If hell is other people, as existentialist philosopher Jean-Paul Sartre famously put it, then Sam Bell has the best job in the world: He leads a solitary existence on a lunar base, where he's the only human employee in charge of a mostly robotic-controlled installation that mines fusion energy from beneath the moon's surface. His only company inside the air-locks is GERTY, a cloyingly helpful AI-cum-robot (voiced unctuously, and with more than a little nod to H.A.L. of "2001," by Kevin Spacey.)
Yet Sam (played by a haggard-looking Sam Rockwell) thinks he's lonely: He pines for his wife and child back on Earth, and he's counting the days till his three-year contract is up and he can return to the blue planet. Sam's about to learn the truth of Sartre's dictum, though, when another person arrives at the lunar base, and — Sartre would love this — that other person is him.
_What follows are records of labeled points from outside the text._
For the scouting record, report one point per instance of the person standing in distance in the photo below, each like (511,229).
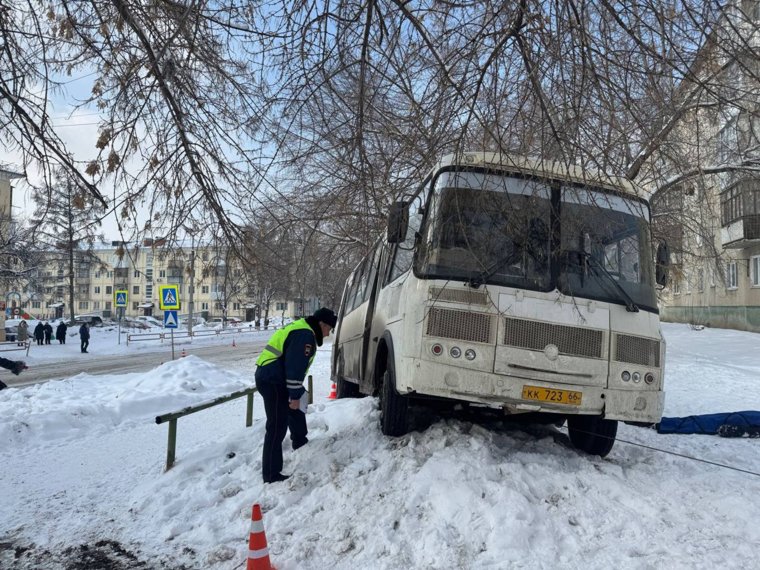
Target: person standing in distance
(280,372)
(84,336)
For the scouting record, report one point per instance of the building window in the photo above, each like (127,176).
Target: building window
(731,276)
(754,263)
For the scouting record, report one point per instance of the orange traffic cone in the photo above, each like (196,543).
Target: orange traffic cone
(258,553)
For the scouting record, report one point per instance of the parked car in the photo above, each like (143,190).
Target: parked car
(197,320)
(231,321)
(150,321)
(92,320)
(127,322)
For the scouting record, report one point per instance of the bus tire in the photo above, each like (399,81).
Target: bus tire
(394,408)
(592,434)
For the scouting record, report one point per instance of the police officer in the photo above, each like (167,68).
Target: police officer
(280,372)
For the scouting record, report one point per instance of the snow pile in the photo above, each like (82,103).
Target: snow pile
(456,495)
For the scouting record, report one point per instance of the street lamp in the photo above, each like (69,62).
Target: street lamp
(191,233)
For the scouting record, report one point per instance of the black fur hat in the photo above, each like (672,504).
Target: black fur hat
(326,316)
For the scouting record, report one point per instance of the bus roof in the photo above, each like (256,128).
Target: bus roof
(544,169)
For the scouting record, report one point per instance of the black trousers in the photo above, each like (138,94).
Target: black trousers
(280,418)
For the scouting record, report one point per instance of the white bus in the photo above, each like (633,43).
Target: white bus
(514,284)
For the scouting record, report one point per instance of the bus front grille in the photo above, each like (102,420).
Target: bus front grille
(637,350)
(459,325)
(458,296)
(571,341)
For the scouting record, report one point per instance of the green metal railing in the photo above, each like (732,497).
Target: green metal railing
(174,416)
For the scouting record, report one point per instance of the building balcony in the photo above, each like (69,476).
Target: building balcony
(742,232)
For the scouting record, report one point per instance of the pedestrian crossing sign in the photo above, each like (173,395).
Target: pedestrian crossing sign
(168,298)
(170,320)
(122,296)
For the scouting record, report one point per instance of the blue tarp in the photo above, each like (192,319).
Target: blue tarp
(747,421)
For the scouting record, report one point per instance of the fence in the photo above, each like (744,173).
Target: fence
(8,346)
(174,416)
(184,334)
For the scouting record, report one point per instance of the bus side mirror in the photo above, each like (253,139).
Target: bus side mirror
(662,264)
(398,221)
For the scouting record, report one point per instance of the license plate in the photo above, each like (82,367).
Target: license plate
(551,395)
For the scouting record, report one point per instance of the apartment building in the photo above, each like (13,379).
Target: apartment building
(207,284)
(712,221)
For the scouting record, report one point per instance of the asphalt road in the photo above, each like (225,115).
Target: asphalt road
(241,357)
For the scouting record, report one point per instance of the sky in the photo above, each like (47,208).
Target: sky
(83,464)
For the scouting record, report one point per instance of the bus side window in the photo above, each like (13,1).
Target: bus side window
(351,294)
(404,254)
(370,269)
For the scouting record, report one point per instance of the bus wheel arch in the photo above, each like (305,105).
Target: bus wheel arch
(344,388)
(394,408)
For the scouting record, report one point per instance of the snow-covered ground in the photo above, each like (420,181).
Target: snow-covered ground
(112,340)
(84,486)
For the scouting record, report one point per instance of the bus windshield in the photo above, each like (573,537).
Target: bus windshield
(488,228)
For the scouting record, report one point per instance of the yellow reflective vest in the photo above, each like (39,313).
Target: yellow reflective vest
(274,348)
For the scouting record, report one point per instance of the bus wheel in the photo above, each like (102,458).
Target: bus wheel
(394,408)
(592,434)
(347,389)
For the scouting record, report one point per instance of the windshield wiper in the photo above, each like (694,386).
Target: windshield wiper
(630,304)
(482,277)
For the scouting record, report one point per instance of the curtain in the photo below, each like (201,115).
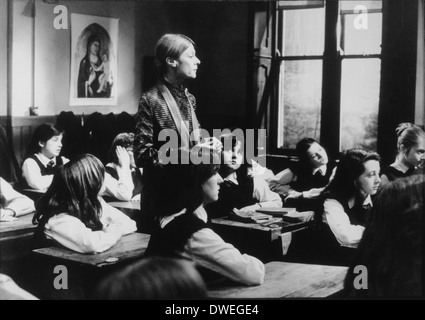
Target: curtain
(420,68)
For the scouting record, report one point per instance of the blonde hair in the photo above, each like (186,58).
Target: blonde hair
(408,135)
(170,46)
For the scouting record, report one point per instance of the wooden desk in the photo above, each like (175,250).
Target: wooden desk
(15,249)
(15,240)
(265,243)
(84,271)
(288,280)
(32,193)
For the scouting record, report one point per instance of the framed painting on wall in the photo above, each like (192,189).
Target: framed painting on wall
(94,45)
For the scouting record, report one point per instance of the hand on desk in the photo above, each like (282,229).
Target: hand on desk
(7,215)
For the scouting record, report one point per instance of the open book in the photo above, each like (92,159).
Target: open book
(248,217)
(276,212)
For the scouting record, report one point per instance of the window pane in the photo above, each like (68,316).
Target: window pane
(304,32)
(349,6)
(359,103)
(300,101)
(358,40)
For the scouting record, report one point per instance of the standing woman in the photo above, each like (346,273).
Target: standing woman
(88,83)
(411,153)
(181,224)
(302,183)
(348,203)
(168,104)
(73,214)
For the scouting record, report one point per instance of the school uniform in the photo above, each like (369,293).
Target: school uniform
(187,235)
(242,192)
(72,233)
(9,290)
(12,200)
(38,170)
(123,188)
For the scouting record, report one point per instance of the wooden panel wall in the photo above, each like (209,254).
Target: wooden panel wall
(21,131)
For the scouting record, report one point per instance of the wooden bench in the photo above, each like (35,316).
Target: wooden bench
(15,241)
(84,271)
(288,280)
(265,242)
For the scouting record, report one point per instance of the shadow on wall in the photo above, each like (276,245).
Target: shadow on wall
(93,133)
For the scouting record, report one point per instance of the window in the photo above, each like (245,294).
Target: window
(351,49)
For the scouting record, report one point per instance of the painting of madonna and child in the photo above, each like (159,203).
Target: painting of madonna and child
(94,60)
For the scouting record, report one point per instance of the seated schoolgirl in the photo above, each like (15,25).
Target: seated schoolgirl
(411,153)
(72,213)
(123,178)
(347,203)
(12,203)
(154,278)
(303,182)
(392,244)
(43,157)
(182,229)
(240,190)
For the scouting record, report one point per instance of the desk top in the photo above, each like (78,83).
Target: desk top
(285,226)
(20,226)
(135,205)
(288,280)
(128,247)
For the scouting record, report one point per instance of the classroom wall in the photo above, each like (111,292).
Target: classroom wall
(221,86)
(22,61)
(3,58)
(420,68)
(220,31)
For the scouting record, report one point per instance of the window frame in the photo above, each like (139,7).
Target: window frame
(332,60)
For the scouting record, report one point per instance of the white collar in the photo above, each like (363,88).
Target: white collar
(44,160)
(322,170)
(232,177)
(200,213)
(367,201)
(400,165)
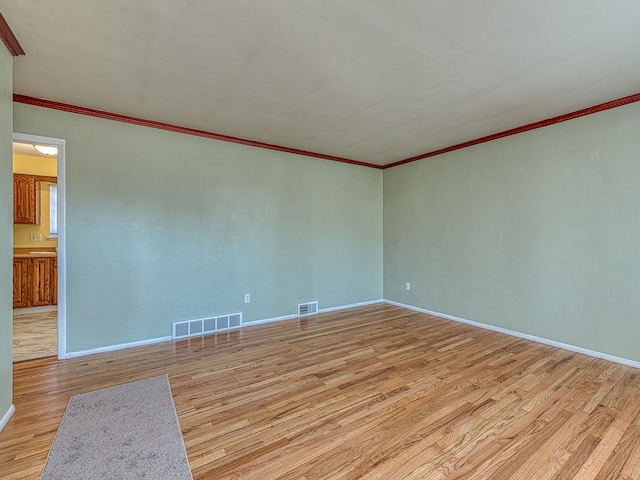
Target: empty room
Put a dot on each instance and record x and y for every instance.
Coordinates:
(319, 239)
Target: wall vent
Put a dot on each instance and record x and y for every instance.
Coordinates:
(307, 308)
(191, 328)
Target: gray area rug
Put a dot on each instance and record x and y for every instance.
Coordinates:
(129, 431)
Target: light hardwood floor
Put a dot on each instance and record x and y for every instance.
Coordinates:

Without giving too much away, it should be clear that Duncan Jones' directorial debut, "Moon," is a mind- bender worthy of Philip K. Dick, a gnostic piece of sci-fi that sets up a spurious "reality" only to have it dissolve before our eyes. Sam comes to terms with the implications of there being another "him" rather quickly; what's harder is when he realizes he doesn't really like the guy. Things spin out of control faster than you can say "I'm not a clone, you're the clone!"